08) Methodology and acknowledgements

The report is based on qualitative research conducted in 2025, alongside a desk-based review of research and policy documents relating to female founders. It is designed to capture the lived experiences of female academic entrepreneurs and the strategic perspectives of the professionals who support them. This qualitative methodology seeks to identify the specific cultural and operational barriers that persist following the 2023 Independent Review of University Spin-Out Companies. The research employed a survey and semi-structured interviews, with over 40 stakeholders providing feedback on their experiences. This included founders and ecosystem supporters. 

  • Founders: Female founders, co-founders and CEOs who have spun out (or are currently spinning out) ventures from British universities.
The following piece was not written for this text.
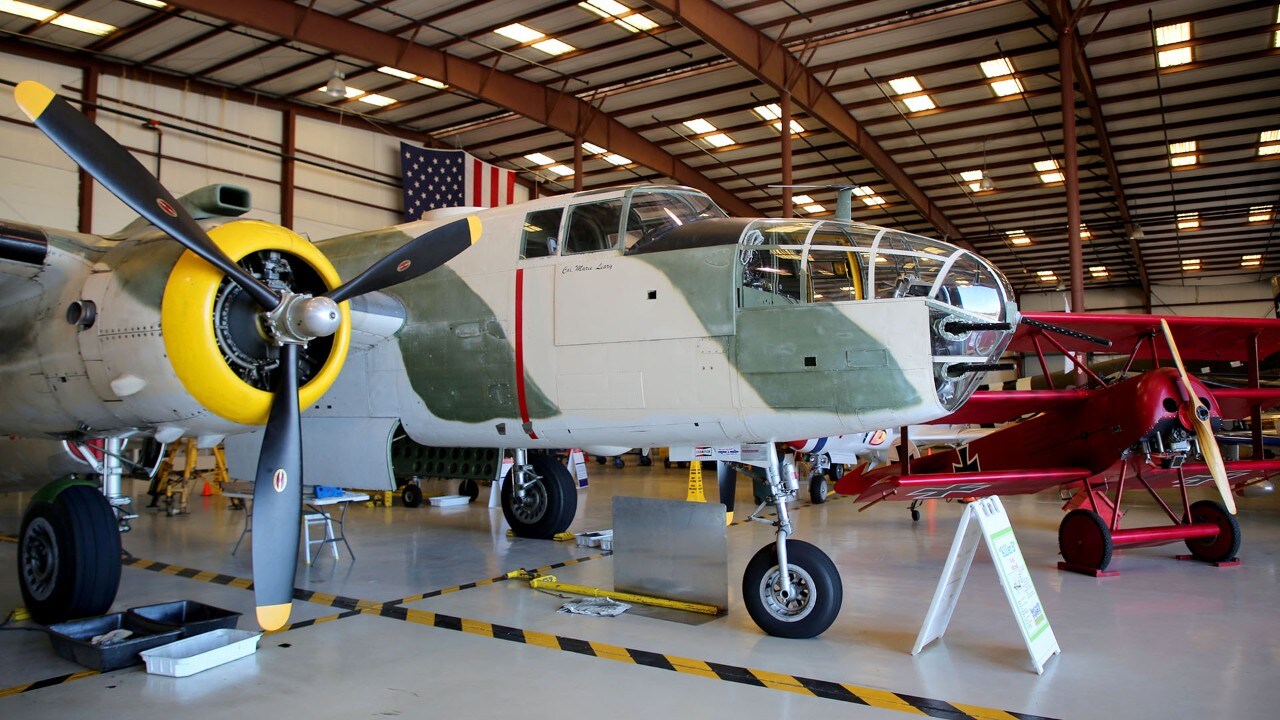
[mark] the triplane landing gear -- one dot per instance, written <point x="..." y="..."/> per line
<point x="791" y="588"/>
<point x="1087" y="541"/>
These participants represented a diverse range of disciplines, including from STEM and SHAPE disciplines.

  • Ecosystem supporters: A broad range of experts including Technology Transfer Officers and university commercialisation directors, VCs and seed fund managers focusing on deep tech and university IP, advisory organisations and specialised startup accelerators, and public sector leaders from funding bodies such as UK Research and Innovation and Innovate UK.

The geographic scope of the research intentionally spanned the Golden Triangle (Oxford, Cambridge, London) as well as stakeholders across the UK, such as the ‘Northern Arc’, Scotland, and the South West to identify regional disparities in access to capital and support.

Interviews followed a semi-structured format designed to probe beyond ‘confidence-based’ explanations for gender gaps. Key areas of inquiry included:

  • Understanding the real-world impact of the Independent Review on equity splits and process transparency;

  • Investigating the funding gap between initial research and commercial viability;

  • Analysing how university stakes affect founder motivation and long-term retention;

  • Exploring why current commercialisation models often fail to support ‘human-centric’ or social science ventures.

The Entrepreneurs Network and Barclays would like to thank the following individuals and organisations for their contributions in writing this report and their support of the Female Founders Forum project: Christine Madla Angeles, Nadia Ahrazem, Nicola Banks, Joanna Berry, Fabio Bianchi, Barbara Blaney, Ed Bussey, Alison Chappell, Ruth Cousens, Clare Daly, Suzanne Eldridge, Chris Fellingham, Juliet Gouldman, Danielle Jenkins, Duncan Johnson, Riam Kanso, Miles Kirby, Alessandro Philip Maiano, Hamish McAlpine, Amy Morgan, Mark Neild, Amal Osman, Kaylee Shurety, Tony Soteriou, Tomas Coates Ulrichsen, Charlotte Waugh, Stuart Wilkinson, Andrew Williamson and Wenmiao Yu.

Special thanks are also due to Anastasia Bektimirova for help in researching and drafting sections of this report during her time at The Entrepreneurs Network.